# Vpn check



## 197649 (Jan 1, 2013)

folks I found the article, those of you who use a VPN for banking etc might read through it

How to See If Your VPN Is Leaking Your Personal Information


----------



## Datchworth (Jul 5, 2015)

An interesting article for the very security conscious. I see it gives a recommendation for Private Internet Access (PIA). I tried their VPN out for a while late last year and it certainly leaked my location to the BBC!


----------



## Tukaram (Dec 18, 2014)

I use PIA, it was recommended on some torrent forums. I mostly use it for banking & shopping. As long as it makes me appear in Texas, I am ok. I also use it for Netflix (PI Netfilx offers almost nothing). Recently Netflix kicked me off for using a VPN. Then, a week later the VPN started working again with no trouble. I guess the VPNs are having to do something to trick Netflix.

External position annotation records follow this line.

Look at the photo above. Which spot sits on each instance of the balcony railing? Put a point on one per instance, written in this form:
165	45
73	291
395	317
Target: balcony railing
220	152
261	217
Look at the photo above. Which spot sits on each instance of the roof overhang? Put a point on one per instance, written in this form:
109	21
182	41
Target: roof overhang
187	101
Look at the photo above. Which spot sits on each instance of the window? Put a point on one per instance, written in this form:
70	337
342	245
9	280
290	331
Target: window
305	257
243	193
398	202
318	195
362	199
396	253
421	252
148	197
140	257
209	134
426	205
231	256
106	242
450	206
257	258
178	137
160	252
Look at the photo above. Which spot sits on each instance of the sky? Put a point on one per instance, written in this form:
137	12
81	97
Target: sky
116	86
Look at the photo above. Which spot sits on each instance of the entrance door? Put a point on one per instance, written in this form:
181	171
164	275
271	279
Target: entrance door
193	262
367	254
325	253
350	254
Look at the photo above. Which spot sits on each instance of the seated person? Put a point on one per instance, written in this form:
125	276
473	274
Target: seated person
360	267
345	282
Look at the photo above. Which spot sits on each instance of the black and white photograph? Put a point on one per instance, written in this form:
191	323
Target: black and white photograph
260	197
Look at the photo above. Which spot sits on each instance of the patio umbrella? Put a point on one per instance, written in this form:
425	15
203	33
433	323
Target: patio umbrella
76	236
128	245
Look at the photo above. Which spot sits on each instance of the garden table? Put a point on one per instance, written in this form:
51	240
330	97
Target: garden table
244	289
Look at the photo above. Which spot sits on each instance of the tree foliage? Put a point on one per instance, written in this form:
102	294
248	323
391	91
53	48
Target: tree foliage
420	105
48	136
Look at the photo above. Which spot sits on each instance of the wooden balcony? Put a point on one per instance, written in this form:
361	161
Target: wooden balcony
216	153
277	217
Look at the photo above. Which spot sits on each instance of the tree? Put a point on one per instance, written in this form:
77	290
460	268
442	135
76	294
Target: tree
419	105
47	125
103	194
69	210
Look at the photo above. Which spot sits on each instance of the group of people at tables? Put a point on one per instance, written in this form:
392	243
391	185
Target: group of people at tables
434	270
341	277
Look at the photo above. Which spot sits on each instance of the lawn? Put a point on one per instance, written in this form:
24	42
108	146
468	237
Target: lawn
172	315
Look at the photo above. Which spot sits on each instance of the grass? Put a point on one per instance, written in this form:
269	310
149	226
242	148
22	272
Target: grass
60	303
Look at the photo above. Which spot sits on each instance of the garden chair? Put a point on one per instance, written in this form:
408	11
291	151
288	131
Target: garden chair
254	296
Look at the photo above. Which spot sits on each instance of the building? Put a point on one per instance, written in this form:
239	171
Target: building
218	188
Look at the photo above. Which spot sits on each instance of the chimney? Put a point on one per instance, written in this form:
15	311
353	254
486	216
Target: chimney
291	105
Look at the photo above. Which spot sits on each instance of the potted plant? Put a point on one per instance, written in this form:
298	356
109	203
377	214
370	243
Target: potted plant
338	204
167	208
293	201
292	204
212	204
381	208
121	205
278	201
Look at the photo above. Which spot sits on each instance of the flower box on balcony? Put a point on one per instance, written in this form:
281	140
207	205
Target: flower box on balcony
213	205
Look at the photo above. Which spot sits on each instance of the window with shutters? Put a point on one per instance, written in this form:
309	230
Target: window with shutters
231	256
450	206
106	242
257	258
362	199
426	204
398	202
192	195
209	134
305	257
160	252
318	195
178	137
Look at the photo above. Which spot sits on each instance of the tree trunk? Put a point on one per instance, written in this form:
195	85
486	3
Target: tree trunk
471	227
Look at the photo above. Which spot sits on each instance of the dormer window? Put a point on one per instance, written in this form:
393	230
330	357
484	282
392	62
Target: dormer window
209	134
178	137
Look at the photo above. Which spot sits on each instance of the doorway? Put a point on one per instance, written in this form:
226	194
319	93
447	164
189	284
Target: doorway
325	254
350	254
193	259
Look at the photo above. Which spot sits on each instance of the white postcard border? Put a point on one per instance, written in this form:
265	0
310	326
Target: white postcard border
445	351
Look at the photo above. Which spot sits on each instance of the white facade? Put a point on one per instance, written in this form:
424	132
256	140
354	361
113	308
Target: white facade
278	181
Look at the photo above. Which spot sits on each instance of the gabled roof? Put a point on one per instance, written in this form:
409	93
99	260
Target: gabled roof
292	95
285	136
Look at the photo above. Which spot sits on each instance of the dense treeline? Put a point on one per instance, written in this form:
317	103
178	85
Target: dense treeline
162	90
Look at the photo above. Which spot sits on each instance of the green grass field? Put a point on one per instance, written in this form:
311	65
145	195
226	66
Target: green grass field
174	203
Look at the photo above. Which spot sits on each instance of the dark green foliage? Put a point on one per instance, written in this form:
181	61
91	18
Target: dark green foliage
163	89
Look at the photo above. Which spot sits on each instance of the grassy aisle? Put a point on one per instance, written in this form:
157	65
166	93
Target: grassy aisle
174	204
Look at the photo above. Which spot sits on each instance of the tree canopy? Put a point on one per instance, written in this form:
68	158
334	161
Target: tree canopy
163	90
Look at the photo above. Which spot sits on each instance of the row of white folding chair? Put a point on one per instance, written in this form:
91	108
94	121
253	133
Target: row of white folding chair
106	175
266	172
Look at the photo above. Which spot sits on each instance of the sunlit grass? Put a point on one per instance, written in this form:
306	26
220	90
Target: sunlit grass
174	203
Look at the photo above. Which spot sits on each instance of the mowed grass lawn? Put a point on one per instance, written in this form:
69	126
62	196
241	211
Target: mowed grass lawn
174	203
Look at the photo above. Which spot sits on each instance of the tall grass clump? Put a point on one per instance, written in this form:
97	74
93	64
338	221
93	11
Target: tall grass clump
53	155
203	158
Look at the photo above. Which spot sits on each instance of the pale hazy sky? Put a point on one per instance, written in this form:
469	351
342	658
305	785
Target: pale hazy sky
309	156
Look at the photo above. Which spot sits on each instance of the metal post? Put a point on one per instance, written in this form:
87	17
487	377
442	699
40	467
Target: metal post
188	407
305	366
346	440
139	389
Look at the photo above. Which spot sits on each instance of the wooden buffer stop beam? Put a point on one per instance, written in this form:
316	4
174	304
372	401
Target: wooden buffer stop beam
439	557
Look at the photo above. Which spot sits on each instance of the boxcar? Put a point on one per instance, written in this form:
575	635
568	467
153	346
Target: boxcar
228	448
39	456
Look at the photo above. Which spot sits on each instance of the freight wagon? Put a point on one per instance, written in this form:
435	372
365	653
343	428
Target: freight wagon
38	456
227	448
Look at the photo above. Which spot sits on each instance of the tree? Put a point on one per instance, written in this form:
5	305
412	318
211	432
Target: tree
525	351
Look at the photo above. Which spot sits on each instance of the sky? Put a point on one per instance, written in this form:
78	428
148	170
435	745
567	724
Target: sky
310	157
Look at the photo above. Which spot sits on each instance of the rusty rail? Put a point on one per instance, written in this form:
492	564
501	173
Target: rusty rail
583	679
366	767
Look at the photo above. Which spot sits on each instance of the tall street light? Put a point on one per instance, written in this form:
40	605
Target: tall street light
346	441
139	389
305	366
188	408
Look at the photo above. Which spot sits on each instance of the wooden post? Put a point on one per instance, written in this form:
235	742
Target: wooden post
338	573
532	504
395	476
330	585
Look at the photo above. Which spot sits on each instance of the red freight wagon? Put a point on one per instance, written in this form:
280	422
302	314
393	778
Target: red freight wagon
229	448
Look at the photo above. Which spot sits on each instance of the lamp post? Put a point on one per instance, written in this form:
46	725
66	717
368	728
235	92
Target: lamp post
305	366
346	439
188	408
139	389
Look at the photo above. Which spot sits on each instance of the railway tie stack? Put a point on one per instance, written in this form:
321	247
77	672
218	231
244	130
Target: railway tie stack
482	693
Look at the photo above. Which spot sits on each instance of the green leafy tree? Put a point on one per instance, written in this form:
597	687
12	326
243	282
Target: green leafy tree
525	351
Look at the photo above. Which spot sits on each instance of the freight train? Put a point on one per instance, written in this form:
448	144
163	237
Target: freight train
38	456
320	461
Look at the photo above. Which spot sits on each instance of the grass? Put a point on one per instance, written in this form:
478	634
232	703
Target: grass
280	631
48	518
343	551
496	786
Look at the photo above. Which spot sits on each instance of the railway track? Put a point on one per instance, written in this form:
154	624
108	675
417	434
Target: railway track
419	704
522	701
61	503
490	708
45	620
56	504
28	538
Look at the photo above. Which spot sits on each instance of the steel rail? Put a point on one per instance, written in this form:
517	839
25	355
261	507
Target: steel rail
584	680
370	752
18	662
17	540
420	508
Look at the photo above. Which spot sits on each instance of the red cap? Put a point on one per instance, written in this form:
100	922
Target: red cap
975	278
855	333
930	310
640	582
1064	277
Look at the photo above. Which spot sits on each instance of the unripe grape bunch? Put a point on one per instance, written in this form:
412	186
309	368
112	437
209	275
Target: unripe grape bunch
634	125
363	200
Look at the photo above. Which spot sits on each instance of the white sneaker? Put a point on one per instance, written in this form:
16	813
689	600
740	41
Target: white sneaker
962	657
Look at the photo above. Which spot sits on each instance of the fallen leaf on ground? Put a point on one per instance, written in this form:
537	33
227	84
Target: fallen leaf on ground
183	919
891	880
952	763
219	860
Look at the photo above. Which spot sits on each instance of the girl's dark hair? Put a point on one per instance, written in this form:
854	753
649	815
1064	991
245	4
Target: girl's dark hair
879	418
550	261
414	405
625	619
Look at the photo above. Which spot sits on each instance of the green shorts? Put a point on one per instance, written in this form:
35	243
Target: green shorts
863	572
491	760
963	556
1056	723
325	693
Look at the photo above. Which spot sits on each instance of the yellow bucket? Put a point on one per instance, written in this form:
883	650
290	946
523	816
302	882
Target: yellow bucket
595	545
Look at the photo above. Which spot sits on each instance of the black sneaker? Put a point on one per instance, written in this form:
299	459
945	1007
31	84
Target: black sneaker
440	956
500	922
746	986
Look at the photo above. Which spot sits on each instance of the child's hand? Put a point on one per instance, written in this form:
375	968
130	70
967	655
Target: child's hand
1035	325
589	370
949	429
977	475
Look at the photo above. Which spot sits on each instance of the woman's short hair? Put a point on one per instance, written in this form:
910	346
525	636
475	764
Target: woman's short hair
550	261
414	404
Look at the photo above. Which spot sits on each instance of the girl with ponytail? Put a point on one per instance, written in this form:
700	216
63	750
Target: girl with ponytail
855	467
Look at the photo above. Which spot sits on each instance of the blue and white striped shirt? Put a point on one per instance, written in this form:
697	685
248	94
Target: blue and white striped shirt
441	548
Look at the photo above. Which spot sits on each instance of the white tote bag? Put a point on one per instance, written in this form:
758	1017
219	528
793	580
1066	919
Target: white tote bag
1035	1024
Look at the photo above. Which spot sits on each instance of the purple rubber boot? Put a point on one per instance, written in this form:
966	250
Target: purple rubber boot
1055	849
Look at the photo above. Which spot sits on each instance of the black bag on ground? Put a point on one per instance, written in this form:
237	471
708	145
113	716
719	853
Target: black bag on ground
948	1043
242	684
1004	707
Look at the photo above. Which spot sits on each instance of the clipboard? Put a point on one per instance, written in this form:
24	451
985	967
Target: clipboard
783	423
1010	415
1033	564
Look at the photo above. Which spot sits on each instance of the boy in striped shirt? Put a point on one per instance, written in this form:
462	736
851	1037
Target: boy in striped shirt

I really don't know about about the security, but generally assume security is dead online. I miss the good old Usenet days - before the Usenet was swallowed up by the internet


----------



## jon1 (Mar 18, 2012)

Nice read, I am using PIA also without issue. 

There is a constant dance between the VPN providers and Media providers (Hulu, Netflix, etc.) where they have to keep changing their public IP space.


----------



## Tim_L (Jul 14, 2018)

I primarily use PIA and have never had a problem. Make sure to use PIA DNS and activate the kill switch in the settings and you should be fine.


----------